Cumhurbaşkanı Erdoğan, "(Almanya'daki Türk seçmenlere yaptığı çağrı) Tabii rahatsız oldular. Hemen hop oturup hop kalkmaya başladılar... Hele hele şimdi bir Dışişleri Bakanları var, aman ya Rabbi, evlere şenlik. Hiç haddini falan bilmiyor. Sen kimsin ki Türkiye'nin Cumhurbaşkanına konuşuyorsun, sen Türkiye'nin Dışişleri Bakanı ile konuş. Haddini bil" dedi. Cumhurbaşkanı Erdoğan'ın konuşmasından öne çıkan satır başları şu şekilde;
'DEMOKRAT PARTİ İLE BAŞLAYAN AK PARTİ İLE SÜREN...'
Geçtiğimiz 4 yılda kesintisiz bir şekilde maruz kaldığımız saldırılar ve bunlara karşı milletimizle birlikte verdiğimiz mücadele geleceğimize damgasını vuracaktır. Türkiye bir yol ayrımındadır. Bir tarafta yeniden 1990'ların, yeniden tek parti CHP'si döneminin zayıf ülkesi olma tehlikesi var. Diğer tarafta ise Demokrat Parti'den başlayan ve günümüzde AK Parti ile süren güçlü, büyük, müreffeh Türkiye'yi inşa etme fırsatı var.
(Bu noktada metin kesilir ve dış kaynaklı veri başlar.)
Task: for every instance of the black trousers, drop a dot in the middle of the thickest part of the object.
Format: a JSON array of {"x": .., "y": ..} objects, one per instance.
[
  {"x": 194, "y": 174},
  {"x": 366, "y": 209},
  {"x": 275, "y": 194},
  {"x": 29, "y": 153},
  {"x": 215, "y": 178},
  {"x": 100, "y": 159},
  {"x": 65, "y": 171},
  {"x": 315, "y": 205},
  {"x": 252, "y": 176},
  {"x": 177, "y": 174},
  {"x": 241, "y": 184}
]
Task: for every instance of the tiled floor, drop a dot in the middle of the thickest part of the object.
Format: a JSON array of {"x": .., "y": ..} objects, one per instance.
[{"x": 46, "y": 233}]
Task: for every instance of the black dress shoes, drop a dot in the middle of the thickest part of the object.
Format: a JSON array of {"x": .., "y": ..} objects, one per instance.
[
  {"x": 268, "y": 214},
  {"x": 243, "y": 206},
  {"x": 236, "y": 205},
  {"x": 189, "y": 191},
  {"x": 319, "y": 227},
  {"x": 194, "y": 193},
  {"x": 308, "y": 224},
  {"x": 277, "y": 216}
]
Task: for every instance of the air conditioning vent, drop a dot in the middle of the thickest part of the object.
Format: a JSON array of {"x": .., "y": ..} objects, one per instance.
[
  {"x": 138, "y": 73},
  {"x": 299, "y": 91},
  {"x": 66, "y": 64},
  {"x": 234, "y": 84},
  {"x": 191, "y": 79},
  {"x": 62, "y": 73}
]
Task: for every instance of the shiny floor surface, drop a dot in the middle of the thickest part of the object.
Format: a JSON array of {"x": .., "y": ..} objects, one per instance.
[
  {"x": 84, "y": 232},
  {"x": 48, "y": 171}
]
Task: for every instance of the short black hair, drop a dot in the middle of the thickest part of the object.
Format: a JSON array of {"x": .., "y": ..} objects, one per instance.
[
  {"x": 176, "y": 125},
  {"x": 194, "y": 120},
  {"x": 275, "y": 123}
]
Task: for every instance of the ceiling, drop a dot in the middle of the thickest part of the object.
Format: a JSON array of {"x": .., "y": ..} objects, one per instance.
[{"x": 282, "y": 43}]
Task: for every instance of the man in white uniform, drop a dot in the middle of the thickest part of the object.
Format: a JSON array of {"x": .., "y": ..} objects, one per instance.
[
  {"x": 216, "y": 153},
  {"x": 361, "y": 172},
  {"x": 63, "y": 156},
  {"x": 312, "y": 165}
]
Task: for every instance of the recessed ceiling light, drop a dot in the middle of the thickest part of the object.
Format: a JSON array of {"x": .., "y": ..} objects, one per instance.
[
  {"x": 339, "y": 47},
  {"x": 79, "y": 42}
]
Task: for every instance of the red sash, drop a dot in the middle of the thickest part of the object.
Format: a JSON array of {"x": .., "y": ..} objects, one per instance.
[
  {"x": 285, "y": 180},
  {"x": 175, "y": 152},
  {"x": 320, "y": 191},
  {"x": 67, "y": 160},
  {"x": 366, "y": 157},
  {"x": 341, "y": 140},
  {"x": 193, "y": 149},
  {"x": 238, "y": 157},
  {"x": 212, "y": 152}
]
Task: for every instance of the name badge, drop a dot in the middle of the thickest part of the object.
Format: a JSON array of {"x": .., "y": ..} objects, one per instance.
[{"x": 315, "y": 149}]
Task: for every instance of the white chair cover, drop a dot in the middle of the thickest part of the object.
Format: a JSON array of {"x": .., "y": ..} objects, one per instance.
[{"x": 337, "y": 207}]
'HİÇ HADDİNİ FALAN BİLMİYOR'
(Almanya'daki Türk seçmenlere yönelik yaptığı çağrı) Tabii rahatsız oldular. Hemen hop oturup hop kalkmaya başladılar. Daha çalışacağız, gayret etmemiz lazım. Şu anda Avrupa'da bizi dinleyen kardeşlerime sesleniyorum; demokratik hakkınızı sandıklarda en ideal şekilde vermek suretiyle bir defa bunlara orada en güzel dersi vermelisiniz.
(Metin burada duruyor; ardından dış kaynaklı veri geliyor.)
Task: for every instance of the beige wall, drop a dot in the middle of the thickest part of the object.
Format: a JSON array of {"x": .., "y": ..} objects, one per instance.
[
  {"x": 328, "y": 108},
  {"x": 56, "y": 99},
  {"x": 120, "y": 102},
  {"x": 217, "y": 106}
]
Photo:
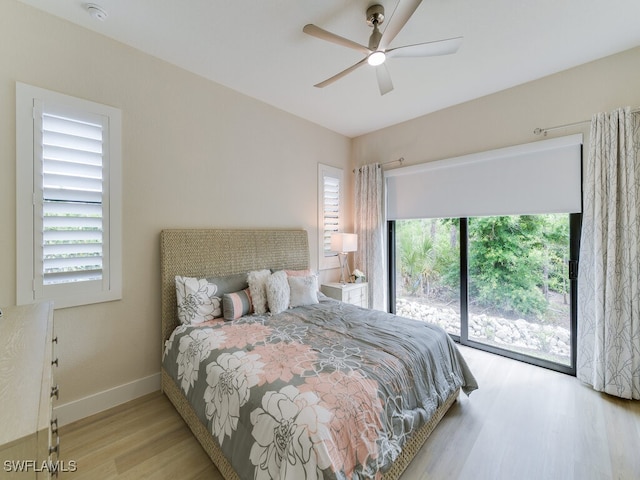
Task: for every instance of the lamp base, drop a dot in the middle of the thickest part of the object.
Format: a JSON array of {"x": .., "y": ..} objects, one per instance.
[{"x": 342, "y": 257}]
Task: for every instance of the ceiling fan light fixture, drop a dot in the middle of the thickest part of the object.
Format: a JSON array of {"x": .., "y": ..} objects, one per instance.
[{"x": 376, "y": 58}]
Biz Almanya'ya 4 bin teröristin dosyasını verdik. Bu teröristlerin dosyaları maalesef kabul görmedi, hala onlarda ama o kendisi benden bir kişinin, iki kişinin, üç kişinin iadesini istedi. Kusura bakma, sende yargı varsa bizde de yargı var. Aynı şekilde ortağı olan muhalefet partisindeki kişi, o da ikide bir gördüğü zaman hep o da bunları söyler. Hele hele şimdi bir Dışişleri Bakanları var, aman ya Rabbi, evlere şenlik. Hiç haddini falan bilmiyor. Sen kimsin ki Türkiye'nin Cumhurbaşkanına konuşuyorsun, sen Türkiye'nin Dışişleri Bakanı ile konuş. Haddini bil. Bize ders vermeye kalkıyor. Senin siyasetteki geçmişin ne, kaç yaşındası? Hayatımız bizim siyasette bu mücadelelerle geçti. Onun için Almanya'nın kapısını açarsınız açmazsanız hiç önemli değil. Bize bu kapılar yetiyor. Kapısını açan ülkelere de seve seve gideriz, biz de onlara kapımızı açarız.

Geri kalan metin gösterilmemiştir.